I’ve always had a pension and have a small preserved DB pot from a government job, a stakeholder pension (went indexy with this last year) and chunks of LifeStrategy 60% (small) and 80% (larger).
Luckily I don’t feel the urge to spend all that much, but doing something that’s different from the herd is very tough at times. When peers are talking about cars, consoles and season tickets you do feel like the odd man out. Which is funny, as none of the things that I’m ‘missing out on’ are things I want. The human brain is a complex, silly thing at times.

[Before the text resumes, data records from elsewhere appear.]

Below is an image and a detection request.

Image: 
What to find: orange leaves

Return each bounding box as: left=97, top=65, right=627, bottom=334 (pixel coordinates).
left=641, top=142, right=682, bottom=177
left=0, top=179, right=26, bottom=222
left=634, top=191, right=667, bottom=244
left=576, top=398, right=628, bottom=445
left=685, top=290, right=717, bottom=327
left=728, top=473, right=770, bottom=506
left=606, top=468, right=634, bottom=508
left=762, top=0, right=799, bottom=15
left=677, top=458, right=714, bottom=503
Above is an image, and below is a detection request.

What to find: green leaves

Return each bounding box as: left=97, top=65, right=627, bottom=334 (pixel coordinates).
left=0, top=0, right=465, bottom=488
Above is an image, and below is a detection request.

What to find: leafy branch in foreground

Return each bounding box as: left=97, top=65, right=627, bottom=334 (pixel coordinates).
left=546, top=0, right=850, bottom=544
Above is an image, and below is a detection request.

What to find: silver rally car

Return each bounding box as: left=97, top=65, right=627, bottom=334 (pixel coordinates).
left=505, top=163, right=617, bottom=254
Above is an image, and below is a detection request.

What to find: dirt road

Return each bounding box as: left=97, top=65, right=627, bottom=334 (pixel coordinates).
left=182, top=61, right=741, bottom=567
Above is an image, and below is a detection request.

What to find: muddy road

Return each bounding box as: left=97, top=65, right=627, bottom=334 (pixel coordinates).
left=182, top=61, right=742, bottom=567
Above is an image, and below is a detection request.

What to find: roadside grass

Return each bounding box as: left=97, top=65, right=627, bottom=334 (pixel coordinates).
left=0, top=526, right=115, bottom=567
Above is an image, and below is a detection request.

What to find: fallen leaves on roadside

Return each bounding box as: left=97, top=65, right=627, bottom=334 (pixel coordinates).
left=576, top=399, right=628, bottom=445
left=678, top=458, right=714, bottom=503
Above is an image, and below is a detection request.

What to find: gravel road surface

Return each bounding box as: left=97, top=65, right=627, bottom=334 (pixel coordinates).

My main takeaway from index investing is that my ego makes no difference to my success (it might even reduce it). This causes some cracking arguments, including with an IFA relative who has made a lot of money during property and equity booms and refuses to accept that a ‘lose the fewest points’ strategy might work.
I was 16 when I first started investing in shares and I started out with £250 purchases then the floatation of the electric companies I went in with everything I had,a few years later and trebling of my investment I sold everything for a run down house,then let it out,after that it just escalated into F I.
Everyone has to start somewhere and with the information available now compared with when I started out is fantastic, this site especially gives some fantastic articles which I share on Facebook,but I have found out not everyone is interested like us,if only they knew I was giving them the blueprint to financial independence.
Its hard to tell people how important compound interest is without sounding a bit freaky or geeky.
@ Luke – Yes, I get that odd man out feeling too sometimes. It’s only natural to want to form stronger bonds with your peers, it’s just a shame they’re into the wrong kind of bonds 😉
Steve makes an interesting point too about people’s lack of stamina when it comes to personal finance. A lot of people are interested for 5 minutes when they find out I know a bit about investing but very, very few genuinely want to learn anything about it. Even people who are good with money from a salary or bargain-hunting p-o-v soon wilt when it comes to investing.
So much about investing seems inimical to the human brain that expecting people to manage their own financial fate through defined contribution pension systems is tantamount to throwing them to the wolves. To me that’s the strongest reason to be cheerful about the mooted move to Dutch-style collective pensions.
“expecting people to manage their own financial fate through defined contribution pension systems is tantamount to throwing them to the wolves”: it falls into the class ‘fine theory, wrong species’.
In my late 40’s now but started with a pension at 21 and luckily started investing in my late 20’s with PEPS and ISA’s later on. I’ve seen the crashes and peaks and treat them with the same…. feel a Kippling IF moment coming. Places like this site provide so much good information and information is power… well sometimes…. read the enjoyable confessions booth!!